The operative word in the title of this book is "A," as in "A history of tuberculosis," for it most certainly is not THE history of the disease. It is really two books in one, the author having intertwined stories of famous writers, artists, and musicians who suffered from tuberculosis and the long and convoluted medical history of the disease. This intermingling of two very different histories was not effective and made reading the book a long slog. I should have been able to tell when I saw the voluminous digressions masquerading as footnotes that this book would take a long, circuitous route to cover the history of the disease, primarily in Europe and America, although other countries are mentioned in passing.
This book really should have been structured better. Instead it bounces around between famous tubercular cases and repeated attempts to understand or cure "phthisis." In fact I don't think it's until midway through the book that I really get a good description of how tuberculosis works. That aside, this is packed with information.
Fascinating book about one of the great forgotten killers. Excellent mix of medical history and the cultural history of the disease. One gripe: the footnotes were so full of interesting material that they were pretty much too large to read. More ought to have been put into the text.
This books shows the depth and breadth of the author's medical and cultural knowledge, but could have been organized better. It is neither chronological or topographical, but jumps between the two narrative structures. I certainly learned a lot about the disease and its impact on the artistic cannon (literary, musical, and visual arts) of Western Europe in the last 300 years.
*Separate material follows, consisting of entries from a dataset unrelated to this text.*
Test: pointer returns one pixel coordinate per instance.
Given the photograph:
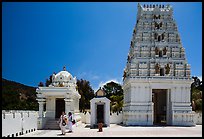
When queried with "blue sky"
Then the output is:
(91, 39)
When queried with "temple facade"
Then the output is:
(157, 78)
(60, 95)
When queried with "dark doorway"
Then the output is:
(162, 72)
(60, 107)
(100, 113)
(159, 97)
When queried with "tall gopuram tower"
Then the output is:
(157, 80)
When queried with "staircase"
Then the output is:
(52, 124)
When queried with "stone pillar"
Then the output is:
(68, 108)
(41, 119)
(107, 112)
(41, 104)
(93, 113)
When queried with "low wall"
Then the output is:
(117, 118)
(114, 118)
(16, 123)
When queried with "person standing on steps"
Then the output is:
(70, 122)
(62, 122)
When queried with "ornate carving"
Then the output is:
(156, 51)
(167, 67)
(157, 67)
(164, 51)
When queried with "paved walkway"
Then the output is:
(118, 131)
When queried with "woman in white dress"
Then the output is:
(70, 122)
(62, 122)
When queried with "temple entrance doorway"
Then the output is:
(100, 113)
(159, 98)
(60, 107)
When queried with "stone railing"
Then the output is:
(16, 123)
(114, 118)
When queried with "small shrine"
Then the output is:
(100, 109)
(60, 95)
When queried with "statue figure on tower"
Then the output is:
(167, 67)
(157, 68)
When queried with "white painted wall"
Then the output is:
(18, 122)
(198, 118)
(114, 118)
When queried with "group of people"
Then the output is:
(66, 122)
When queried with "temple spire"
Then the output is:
(64, 68)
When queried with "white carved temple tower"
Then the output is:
(157, 76)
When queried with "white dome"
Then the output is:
(63, 74)
(63, 78)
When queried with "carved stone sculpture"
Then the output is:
(157, 68)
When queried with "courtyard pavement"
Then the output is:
(122, 131)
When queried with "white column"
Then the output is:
(93, 112)
(41, 104)
(107, 112)
(68, 102)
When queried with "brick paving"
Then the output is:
(119, 131)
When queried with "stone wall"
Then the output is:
(114, 118)
(198, 118)
(16, 123)
(117, 118)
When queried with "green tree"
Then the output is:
(196, 94)
(86, 92)
(114, 92)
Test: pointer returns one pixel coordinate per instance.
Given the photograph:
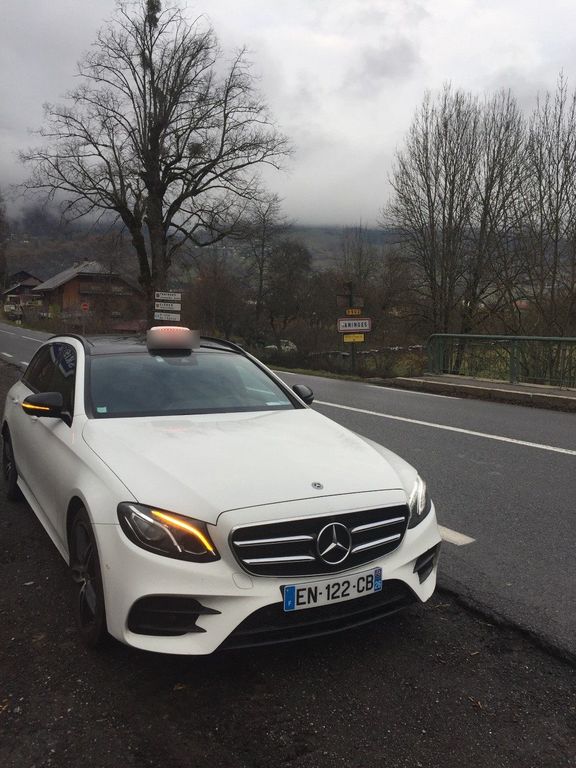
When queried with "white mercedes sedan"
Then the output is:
(202, 504)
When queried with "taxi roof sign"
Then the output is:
(172, 337)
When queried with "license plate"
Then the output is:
(314, 593)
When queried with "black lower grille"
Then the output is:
(294, 547)
(166, 615)
(272, 625)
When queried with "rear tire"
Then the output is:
(9, 470)
(89, 608)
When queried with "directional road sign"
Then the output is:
(168, 296)
(350, 325)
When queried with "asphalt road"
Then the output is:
(505, 478)
(435, 686)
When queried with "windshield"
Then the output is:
(203, 382)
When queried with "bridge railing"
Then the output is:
(516, 359)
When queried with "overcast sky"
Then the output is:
(343, 77)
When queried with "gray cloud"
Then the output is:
(396, 60)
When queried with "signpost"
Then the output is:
(349, 325)
(167, 306)
(353, 326)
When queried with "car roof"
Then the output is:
(136, 344)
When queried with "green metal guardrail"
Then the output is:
(530, 359)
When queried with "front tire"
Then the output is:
(9, 470)
(89, 608)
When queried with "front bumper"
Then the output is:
(236, 602)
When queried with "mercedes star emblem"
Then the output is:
(334, 543)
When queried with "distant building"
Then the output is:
(94, 290)
(22, 278)
(19, 296)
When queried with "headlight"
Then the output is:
(419, 502)
(166, 533)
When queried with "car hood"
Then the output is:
(204, 465)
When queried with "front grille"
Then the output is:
(290, 548)
(272, 625)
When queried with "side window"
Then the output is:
(53, 369)
(38, 375)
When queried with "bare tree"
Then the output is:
(4, 233)
(491, 268)
(288, 285)
(359, 257)
(548, 212)
(161, 133)
(264, 226)
(433, 183)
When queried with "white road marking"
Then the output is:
(411, 392)
(499, 438)
(454, 537)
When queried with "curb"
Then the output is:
(478, 392)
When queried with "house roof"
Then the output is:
(22, 277)
(29, 283)
(86, 268)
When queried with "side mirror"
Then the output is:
(44, 404)
(304, 393)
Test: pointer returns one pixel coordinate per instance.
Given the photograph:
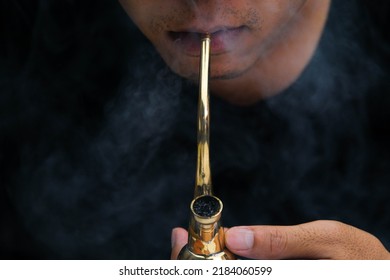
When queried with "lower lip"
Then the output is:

I do think the author could have spent more time explaining how improving public sanitation, hygiene, and nutrition were doing more to lessen the impact of TB than the entire sanitoria movement or the introduction of radical surgeries at the end of the 19th century
Tuberculosis was a scourge to be dealt with, particularly in the nineteenth and twentieth centuries. Efforts to contain it resulted in history changing ideas and even styles. I found myself fascinated by the many artists, writers, and even actors who fought against this disease and lost. I recommend this book to anyone interested in history and humankind.
Very exhaustive and comprehensive look at TB’s effect on history, culture, and society over time. The book suffers from a disjointed narrative and frequent asides and length footnotes on cultural figures, making it a pain to slog through.
If only all medical histories were so deftly told. I was never ever bored or mired in dense swaths of jargon. Even the voluminous footnotes contained nuggets of interest.